Suicides, Australia, 1994 to 2004

The following is taken from this Australian Bureau of Statistics report released on 14 March 2006.


Suicide continues to be a major public health issue. Although death by suicide is a relatively uncommon event (1.6% of all deaths registered in 2004 were attributed to suicide), the human and economic costs are substantial.

Suicide can be defined as the deliberate taking of one’s life(Footnote: Butterworth Concise Australian Legal Dictionary, 1997). To be classified as a suicide, a death must be recognised as being due to other than natural causes. It must also be established by coronial enquiry that the death resulted from a deliberate act of the deceased with the intention of ending his or her own life.

This publication contains summary statistics on deaths registered in Australia between 1994 and 2004 (the most recent year for which data are available), where the underlying cause of death was determined as suicide. Data on deaths from suicide are presented disaggregated by sex, age, method of suicide and state or territory of usual residence.

All data are presented by year of registration, rather than the year in which the death occurred. Over the last decade, around 93% of suicide deaths were registered in the same year in which the death occurred, and 7% in the year immediately following.


Total number of suicide deaths

There were 2,098 deaths from suicide registered in 2004. This number was a decrease from 2,213 registered in the previous year. Males comprised nearly 80% of these deaths.

Numbers of suicides have decreased in recent years following peaks in 1997 and 1998. However, despite these decreases, suicide remains a major external cause of death. For example in each of the years from 1994 to 2004, the total number of deaths from suicide was greater than the number of deaths from transport accidents.

Ratio of suicide to total deaths

While suicide accounts for only a small proportion (1.6%) of deaths of persons of all ages, it accounts for a greater proportion of deaths from all causes in specific age groups (see graph below). For example, suicide deaths make up more than 20 percent of deaths from all causes, in each five year age group for males between 20 to 39 years. Similarly for females, suicide deaths comprise a much higher proportion of total deaths in younger age groups compared with older age groups.

Age-standardised rates

Age standardisation allows comparison of rates between populations with different age structures.
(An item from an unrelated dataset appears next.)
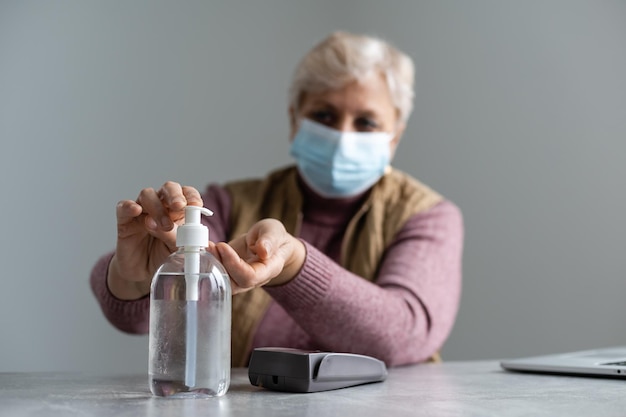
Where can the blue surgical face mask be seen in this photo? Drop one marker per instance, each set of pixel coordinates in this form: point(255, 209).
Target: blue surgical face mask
point(340, 164)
The age-standardised suicide rate (for persons) in 2004 was 6% lower than the corresponding rate for the previous year and 29% lower than in 1997.

The age-standardised suicide rate in 2004 for males was 16.8 per 100,000 while the corresponding rate for females was 4.3 per 100,000 (see final columns of Tables 2 and 3).

Throughout the period 1994 to 2004 the male age-standardised suicide death rate was approximately four times higher than the corresponding female rate.

Age-specific rates

The highest age-specific suicide death rate for males in 2004 was observed in the 30-34 years age group (29.2 per 100,000 ) and the lowest was in the 15-19 years age group (7.5 per 100,000). For females the highest age-specific suicide death rate in 2004 was observed in the 45-49 years age group (7.1 per 100,000) and the lowest in the 70-74 years age group (3.7 per 100,000)(see Table 2).


In 2004 the most frequent method of suicide was hanging, which was used in almost half (48%) of all suicide deaths. The next most used methods were poisoning by ‘other’ (including motor vehicle exhaust) (19%), poisoning by drugs (11%), and methods using firearms (8%). The remaining group (Other) comprised 14% of suicide deaths and included deaths from drowning, jumping from a high place, and other methods. Over the decade a clear pattern was apparent in methods using firearms. Suicide deaths using firearms have more than halved over this period, from 420 deaths in 1994, to 169 deaths in 2004. See Table 4 for data on broad groupings of method of suicide.


Suicide rates in states and territories may fluctuate over time particularly in the smaller jurisdictions, because of the small number of suicides that may be registered annually. Therefore caution should be exercised when comparing annual state and territory suicide data. Other factors such as the higher rate of suicide in rural areas may contribute to differences across states and territories. In the Northern Territory, the high rate of suicide in the Indigenous population contributes to the high rate of suicide in that jurisdiction. See The Health and Welfare of Australia’s Aboriginal and Torres Strait Islander Peoples, 2005 (cat. no. 4704.0, page 159) for more information on suicide deaths in the Indigenous population.

Combining data for five years allows more reliable comparison of suicide rates across the states and territories. The graph below shows age-standardised suicide rates for the states and territories using the most recent five years of data (registration years 2000-2004) combined.

For this period, high rates were evident in the Northern Territory (more than double the national rate), followed by Tasmania (26% above the national rate) and Queensland (16% above the national rate). New South Wales, Victoria and the ACT all had rates lower than the national rate.